70f for the most part. Not real hot.
- Did you have the A/C on? The factory computer will shut the A/C off on you when you are running the temperatures you are talking about. Did this happen to you? A/C will cause slightly higher coolant temps as well.
I mostly had the A/C on, and it never cut out on its own. I did have the A/C thermostat turned down low so it was cutting in and out because of that but not in any connection with coolant temps.

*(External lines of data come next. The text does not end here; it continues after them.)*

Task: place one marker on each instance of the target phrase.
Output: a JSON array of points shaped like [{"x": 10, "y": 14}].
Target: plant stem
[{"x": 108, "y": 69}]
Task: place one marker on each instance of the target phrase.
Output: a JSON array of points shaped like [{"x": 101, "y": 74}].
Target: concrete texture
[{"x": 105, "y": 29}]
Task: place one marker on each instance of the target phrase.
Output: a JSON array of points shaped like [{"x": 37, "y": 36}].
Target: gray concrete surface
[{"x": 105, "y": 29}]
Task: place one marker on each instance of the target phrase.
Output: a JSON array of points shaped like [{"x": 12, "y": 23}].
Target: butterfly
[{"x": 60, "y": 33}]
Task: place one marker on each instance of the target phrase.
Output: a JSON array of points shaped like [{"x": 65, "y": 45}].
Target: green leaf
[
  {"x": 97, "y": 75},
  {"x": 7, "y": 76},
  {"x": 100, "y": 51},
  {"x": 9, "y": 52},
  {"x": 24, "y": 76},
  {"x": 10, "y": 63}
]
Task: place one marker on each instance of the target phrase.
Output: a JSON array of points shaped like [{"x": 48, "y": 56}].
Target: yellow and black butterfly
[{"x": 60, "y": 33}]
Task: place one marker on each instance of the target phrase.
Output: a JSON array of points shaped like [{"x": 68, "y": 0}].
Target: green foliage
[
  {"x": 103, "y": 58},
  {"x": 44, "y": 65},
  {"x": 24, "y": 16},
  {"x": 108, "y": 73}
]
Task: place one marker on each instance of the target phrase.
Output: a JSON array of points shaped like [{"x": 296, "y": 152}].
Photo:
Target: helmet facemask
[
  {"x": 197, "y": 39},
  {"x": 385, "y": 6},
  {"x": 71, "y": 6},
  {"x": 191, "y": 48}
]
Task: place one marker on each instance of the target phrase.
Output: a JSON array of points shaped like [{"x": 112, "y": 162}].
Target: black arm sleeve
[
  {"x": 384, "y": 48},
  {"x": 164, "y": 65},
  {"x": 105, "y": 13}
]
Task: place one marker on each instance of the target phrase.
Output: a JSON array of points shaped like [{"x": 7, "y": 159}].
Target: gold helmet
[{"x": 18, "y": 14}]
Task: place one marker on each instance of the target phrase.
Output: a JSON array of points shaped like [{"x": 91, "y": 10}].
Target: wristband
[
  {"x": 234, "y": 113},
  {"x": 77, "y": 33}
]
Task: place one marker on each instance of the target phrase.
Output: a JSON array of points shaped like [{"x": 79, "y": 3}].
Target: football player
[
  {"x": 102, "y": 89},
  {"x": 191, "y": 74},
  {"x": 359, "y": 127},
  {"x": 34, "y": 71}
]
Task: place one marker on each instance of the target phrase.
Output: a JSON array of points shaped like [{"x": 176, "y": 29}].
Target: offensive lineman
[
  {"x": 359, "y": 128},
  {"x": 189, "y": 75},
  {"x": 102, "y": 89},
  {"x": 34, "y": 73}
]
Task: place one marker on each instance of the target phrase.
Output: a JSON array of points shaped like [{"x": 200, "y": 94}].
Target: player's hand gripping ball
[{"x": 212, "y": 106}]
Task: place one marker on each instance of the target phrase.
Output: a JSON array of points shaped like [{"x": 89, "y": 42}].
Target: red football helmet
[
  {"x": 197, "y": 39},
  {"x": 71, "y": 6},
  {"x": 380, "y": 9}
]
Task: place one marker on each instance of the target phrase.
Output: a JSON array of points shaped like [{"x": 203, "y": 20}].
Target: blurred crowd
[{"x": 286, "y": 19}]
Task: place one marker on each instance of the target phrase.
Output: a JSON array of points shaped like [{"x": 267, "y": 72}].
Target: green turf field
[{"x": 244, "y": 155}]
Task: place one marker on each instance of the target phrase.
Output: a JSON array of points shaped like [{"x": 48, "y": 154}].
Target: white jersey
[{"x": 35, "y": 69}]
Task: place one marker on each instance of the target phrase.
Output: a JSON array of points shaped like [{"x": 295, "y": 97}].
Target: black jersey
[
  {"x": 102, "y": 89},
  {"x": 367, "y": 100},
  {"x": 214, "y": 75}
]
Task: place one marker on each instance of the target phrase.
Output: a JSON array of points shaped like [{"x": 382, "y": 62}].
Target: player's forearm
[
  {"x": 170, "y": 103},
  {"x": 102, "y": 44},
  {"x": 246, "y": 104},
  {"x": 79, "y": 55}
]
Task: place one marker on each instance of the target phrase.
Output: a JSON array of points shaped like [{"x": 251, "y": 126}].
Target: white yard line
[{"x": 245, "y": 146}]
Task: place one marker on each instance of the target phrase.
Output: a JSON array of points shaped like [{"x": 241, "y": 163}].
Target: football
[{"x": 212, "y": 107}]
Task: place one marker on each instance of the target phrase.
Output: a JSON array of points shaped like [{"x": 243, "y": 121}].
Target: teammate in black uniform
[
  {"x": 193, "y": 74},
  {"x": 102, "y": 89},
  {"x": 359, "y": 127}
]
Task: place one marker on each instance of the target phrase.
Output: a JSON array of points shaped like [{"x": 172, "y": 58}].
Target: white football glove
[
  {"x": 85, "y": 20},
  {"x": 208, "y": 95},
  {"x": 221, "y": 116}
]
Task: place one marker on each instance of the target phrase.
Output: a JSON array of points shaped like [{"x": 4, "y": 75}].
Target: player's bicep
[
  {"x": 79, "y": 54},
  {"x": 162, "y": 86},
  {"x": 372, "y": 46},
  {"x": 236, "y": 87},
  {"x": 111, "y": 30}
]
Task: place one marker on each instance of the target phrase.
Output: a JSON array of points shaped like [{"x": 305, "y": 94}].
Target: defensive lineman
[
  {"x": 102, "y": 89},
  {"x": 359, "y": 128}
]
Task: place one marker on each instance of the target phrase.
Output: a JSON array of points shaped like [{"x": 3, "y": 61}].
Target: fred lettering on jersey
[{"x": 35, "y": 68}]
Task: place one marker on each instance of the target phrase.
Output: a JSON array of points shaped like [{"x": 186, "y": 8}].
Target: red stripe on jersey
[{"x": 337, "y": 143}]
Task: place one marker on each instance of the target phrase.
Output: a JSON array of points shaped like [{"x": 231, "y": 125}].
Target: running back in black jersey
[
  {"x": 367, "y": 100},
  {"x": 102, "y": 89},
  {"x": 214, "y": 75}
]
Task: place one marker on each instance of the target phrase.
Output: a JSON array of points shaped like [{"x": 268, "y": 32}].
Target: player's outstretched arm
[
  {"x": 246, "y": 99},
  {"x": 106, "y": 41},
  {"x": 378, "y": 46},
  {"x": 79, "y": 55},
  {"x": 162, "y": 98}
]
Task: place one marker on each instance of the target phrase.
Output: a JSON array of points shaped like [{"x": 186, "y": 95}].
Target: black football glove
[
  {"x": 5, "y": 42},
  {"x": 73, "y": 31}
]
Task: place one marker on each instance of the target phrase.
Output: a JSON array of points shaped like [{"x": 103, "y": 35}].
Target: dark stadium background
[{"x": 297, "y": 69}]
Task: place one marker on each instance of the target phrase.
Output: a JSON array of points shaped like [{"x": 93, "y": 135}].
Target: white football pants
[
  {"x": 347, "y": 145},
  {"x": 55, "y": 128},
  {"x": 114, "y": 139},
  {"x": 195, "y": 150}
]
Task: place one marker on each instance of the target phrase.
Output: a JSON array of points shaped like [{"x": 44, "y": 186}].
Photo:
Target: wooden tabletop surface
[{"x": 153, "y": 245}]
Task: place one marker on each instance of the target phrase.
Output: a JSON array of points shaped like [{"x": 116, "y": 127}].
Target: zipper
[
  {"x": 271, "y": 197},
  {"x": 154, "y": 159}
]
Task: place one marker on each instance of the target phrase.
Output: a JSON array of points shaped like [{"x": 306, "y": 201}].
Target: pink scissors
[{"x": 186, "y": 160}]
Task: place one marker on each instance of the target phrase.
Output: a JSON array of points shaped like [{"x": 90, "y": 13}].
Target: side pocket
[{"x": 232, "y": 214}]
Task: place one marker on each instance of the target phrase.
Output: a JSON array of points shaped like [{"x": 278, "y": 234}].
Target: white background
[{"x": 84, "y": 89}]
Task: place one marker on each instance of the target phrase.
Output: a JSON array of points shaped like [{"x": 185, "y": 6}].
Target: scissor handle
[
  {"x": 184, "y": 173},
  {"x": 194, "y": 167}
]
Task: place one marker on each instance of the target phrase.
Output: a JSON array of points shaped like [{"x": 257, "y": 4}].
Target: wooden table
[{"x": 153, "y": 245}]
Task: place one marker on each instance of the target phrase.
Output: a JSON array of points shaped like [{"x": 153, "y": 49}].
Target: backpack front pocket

- Does your transmission lock-up work right? The transmission when out of lock-up will generate a huge amount of heat which it dumps into the radiator (factory trans cooler). Leave your transmission PWR switch OFF. I recommend never running it in PWR mode. Hit the hills in 3rd gear (OD off). You should get lock-up in 3rd gear at 70km/hr.
By PWR do you mean the ECT button? I drive with that engaged almost always. I think it just alters the shift points to a higher range in the RPM, correct? I haven't seen it make any difference once you're driving down the highway, just around town. But yes, the lock up works perfectly. No trouble with the tranny at all. I have also installed an external transmission cooler, which I can't see makes any difference that I can document but I like knowing it's there and helping to cool things a bit.
- Are you sure that your gauge is reading right? What was the factory gauge indicating before you went with an aftermarket gauge?
The stock gauge was almost always in the very top of the white, almost touching the red when going down the highway. Around town always in the middle somewhere. The actual temps I'm seeing on the new gauge do correspond with that, although there is no clear way to know if the specific temps its showing are correct. Again, I've never had any of the classic signs of an overheated engine. No loss of power, no ticking sounds of overheated metal, nothing strange going on with the cooling system when I stop and pop the hood and look it over after running on the highway.
- Get your intercooler working again. It'll help lower temps as well.
That's a sure thing. I tried some creative stuff that didn't pan out as I'd hoped but I will for sure get it going. It was just too big of a project to handle on the road. I can say that the 1,000 or so miles I drove with the intercooler functioning gave me lower EGT's for sure, but I didn't see a lot of difference in the coolant temps. Then when I put on the manual boost controller and got the boost up to about 15 pounds the egt's dropped a lot more but it blew out a charge tube...
- What brand thermostat are you running? I HIGHLY recommend running a Tridon high-flow thermostat. They work really well:
TRIDON HF Thermostat Hilux Surf(Diesel)LN130(G,W)Inc.Turbo 8/91-3/93 2.4L 2L-T,E | eBay
I will get one. I actually removed the thermostat for part of the trip just to experiment. No real difference with it out except the obvious slightly slower warm up time. Once up to temps and going down the highway it ran at the same temps with or without it. Remember, I've never had any overheating problems around town, sitting in traffic after a run on the highway, no problems like that at all. Cools down fast and does great all except at sustained speeds of 65mph.
I run Evans. Under normal driving conditions, it runs the same temperature as regular coolant in these motors.
When I tow (total vehicle trailer weight of at least 8500lbs!) up big hills (6% grade or more) in 90f+ ambient temps it does get hot. Up to 220-230f maximum. Initially it runs a little hotter than regular coolant would when I hit the hills. But where I'd run into boil over with regular coolant, the Evan's seems to get just a little hotter, and then plateau's and stops getting hotter. This is because the greater the temp difference between the radiator and ambient, the more efficient the cooling. So running a little hotter actually makes the cooling more efficient. Sort of like driving in cooler ambient weather makes the cooling more efficient also. It's all about the temperature differential between ambient and radiator.